Die Stadt Leipzig und ihre Bewohner stehen während des Corona-Teil-Lockdowns vor einem komplizierten Demonstrations-Wochenende: Für Samstag (13 Uhr) sind insgesamt 27 Demonstrationen, Versammlungen und Kundgebungen angekündigt. Zur größten Demonstration der Initiative "Querdenken" gegen die von Bund und Ländern beschlossenen Anti-Corona-Einschränkungen werden 20.000 Menschen erwartet.

Da es zahlreiche Gegendemonstrationen gibt, bereitet sich die Polizei nach eigenen Angaben auf einen "sehr intensiven Einsatz vor. Auf allen Seiten sei ein gewisses Radikalisierungspotenzial erkennbar.

+++ 4.05 Uhr: Zweiter Teil der Parlamentswahl in Ägypten +++

In Ägypten findet am Wochenende der zweite Teil der Parlamentswahl statt. Abgestimmt wird am samstag und Sonntag in 13 Provinzen, darunter auch die Hauptstadtregion. In den 14 übrigen Provinzen des Landes war der Urnengang Ende Oktober abgehalten worden. Nach Stichwahlen im November wird das Ergebnis dann am 14. Dezember erwartet. Als wichtigen Gradmesser für den Rückhalt der Regierung in der Bevölkerung bewerten Beobachter die Wahlbeteiligung. Es wird mit einem eindeutigen Sieg des Lagers von Präsident Abdel Fattah al-Sisi gerechnet.

+++ 1.06 Uhr: Grüne fordern "Null-Toleranz-Strategie" gegenüber islamistischen Gefährdern +++

Nach den islamistisch motivierten Anschlägen in Dresden, Österreich und Frankreich fordern die Grünen eine "Null-Toleranz-Strategie" gegenüber islamistischen Gefährdern. Gefährder müssten "konsequent und engmaschig überwacht werden", heißt es in einem Aktionsplan von Parteichef Robert Habeck und den Innenpolitik-Experten Irene Mihalic und Konstantin von Notz, aus dem die Zeitungen der Funke-Mediengruppe zitieren.

Für eine Rund-um-die-Uhr-Bewachung von "Top-Gefährdern" müsse das Personal aufgestockt werden. Islamistische Gefährder, die trotz Haftbefehls in Deutschland aktuell frei herumliefen, müssten sofort aus dem Verkehr gezogen werden. Dazu seien offene Haftbefehle konsequent zu vollstrecken.

Grundsätzlich wollen die Grünen wie Bundesinnenminister Horst Seehofer (CSU), dass Gefährder  abgeschoben werden, "soweit es sich nicht um Deutsche handelt, dies rechtsstaatlich möglich ist und faktisch durchführbar ist". Allerdings fehlten trotz jahrelanger Diskussion noch immer entsprechende Abkommen der Bundesrepublik mit zahlreichen Herkunftsländern, damit diese Gefährder auch in ihrer Heimat aufnehmen oder inhaftieren.

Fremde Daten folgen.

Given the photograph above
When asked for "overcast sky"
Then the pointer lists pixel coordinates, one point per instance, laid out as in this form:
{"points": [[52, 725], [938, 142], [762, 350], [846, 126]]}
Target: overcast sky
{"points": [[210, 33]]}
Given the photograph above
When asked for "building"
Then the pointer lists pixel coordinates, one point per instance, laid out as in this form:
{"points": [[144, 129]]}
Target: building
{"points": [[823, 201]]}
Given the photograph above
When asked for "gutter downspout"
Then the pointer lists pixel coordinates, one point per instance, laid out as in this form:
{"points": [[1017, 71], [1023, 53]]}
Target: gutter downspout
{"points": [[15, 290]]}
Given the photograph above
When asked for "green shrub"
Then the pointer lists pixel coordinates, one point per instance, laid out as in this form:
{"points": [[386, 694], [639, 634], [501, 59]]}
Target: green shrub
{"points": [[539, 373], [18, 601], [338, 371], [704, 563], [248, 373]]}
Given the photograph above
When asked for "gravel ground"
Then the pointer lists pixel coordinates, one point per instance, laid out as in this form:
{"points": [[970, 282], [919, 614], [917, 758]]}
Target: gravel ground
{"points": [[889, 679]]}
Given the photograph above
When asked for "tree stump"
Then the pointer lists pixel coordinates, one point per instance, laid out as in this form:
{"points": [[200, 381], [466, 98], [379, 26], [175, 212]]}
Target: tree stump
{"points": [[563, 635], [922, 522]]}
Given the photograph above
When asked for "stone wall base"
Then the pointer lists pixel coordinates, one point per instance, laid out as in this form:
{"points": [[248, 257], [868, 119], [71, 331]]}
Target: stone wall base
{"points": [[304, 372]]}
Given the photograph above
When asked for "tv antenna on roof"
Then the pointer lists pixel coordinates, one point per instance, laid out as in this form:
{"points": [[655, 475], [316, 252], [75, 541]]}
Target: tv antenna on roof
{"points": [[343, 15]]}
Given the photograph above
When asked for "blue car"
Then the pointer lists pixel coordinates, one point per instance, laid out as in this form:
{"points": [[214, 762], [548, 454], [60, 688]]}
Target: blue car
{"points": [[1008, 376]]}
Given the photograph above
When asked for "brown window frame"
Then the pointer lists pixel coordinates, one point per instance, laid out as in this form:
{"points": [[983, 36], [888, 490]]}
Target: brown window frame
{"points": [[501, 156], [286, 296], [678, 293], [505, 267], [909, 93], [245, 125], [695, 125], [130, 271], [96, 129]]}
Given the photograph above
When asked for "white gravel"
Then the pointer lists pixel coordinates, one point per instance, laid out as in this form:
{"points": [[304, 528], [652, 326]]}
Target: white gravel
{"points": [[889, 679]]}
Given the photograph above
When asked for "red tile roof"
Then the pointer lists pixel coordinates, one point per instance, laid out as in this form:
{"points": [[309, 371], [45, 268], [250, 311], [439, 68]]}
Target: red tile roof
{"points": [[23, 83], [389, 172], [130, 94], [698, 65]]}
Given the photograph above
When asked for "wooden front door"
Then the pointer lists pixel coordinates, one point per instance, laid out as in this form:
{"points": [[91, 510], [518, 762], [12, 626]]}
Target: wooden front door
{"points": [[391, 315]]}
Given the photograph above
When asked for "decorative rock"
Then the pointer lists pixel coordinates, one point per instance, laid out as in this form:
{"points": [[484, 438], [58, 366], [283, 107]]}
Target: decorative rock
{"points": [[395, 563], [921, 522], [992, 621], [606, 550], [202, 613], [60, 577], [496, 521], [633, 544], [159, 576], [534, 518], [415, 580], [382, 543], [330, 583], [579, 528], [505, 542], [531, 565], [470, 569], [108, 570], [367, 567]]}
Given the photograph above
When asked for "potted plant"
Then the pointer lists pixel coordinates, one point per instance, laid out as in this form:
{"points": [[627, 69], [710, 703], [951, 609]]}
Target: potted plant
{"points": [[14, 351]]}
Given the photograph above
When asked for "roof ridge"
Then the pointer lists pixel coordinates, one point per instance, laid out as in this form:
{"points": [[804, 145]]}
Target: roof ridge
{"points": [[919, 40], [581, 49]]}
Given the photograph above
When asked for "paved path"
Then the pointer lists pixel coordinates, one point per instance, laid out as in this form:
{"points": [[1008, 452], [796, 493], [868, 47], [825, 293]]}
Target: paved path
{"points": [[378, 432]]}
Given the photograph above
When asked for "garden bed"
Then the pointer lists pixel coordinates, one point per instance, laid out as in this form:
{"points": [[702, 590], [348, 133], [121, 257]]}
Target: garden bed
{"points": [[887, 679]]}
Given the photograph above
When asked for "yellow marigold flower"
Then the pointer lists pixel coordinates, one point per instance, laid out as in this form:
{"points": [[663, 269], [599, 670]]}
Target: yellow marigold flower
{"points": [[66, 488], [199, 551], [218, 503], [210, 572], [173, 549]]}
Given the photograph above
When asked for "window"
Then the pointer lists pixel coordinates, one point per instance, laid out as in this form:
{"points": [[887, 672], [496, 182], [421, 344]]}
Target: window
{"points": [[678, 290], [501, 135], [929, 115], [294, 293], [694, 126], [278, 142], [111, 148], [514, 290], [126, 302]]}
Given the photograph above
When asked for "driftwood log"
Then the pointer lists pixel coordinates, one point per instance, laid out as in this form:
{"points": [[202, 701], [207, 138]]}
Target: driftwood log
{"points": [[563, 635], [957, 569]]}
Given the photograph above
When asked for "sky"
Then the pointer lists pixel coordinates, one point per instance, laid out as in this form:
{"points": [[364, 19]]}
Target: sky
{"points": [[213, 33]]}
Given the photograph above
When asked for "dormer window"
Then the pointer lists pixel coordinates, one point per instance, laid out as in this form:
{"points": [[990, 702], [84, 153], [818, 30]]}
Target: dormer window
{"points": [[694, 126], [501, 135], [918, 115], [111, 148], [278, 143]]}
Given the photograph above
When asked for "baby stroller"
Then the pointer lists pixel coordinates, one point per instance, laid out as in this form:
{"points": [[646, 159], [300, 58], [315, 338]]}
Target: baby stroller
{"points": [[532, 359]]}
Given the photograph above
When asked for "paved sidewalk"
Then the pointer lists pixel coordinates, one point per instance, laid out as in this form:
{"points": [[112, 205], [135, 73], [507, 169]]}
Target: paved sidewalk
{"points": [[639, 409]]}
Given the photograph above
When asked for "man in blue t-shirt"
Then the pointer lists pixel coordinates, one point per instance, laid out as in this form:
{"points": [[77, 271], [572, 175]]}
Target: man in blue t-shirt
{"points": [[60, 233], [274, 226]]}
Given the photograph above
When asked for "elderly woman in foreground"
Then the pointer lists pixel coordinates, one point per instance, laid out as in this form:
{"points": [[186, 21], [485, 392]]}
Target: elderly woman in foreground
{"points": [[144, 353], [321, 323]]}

+++ 0.22 Uhr: Zahl der Toten und Vermissten durch Hurrikan in Zentralamerika steigt auf 170 +++

Die Zahl der Toten und Vermissten durch den Sturm "Eta" in Zentralamerika ist auf etwa 170 gestiegen. Allein in Guatemala seien etwa 150 Menschen bei Erdrutschen ums Leben gekommen oder würden vermisst, sagte Präsident Alejandro Giammattei. Etwa 20 weitere Todesopfer gab es in anderen Teilen Zentralamerikas. "Eta" war am Dienstag als Hurrikan in Nicaragua auf Land getroffen.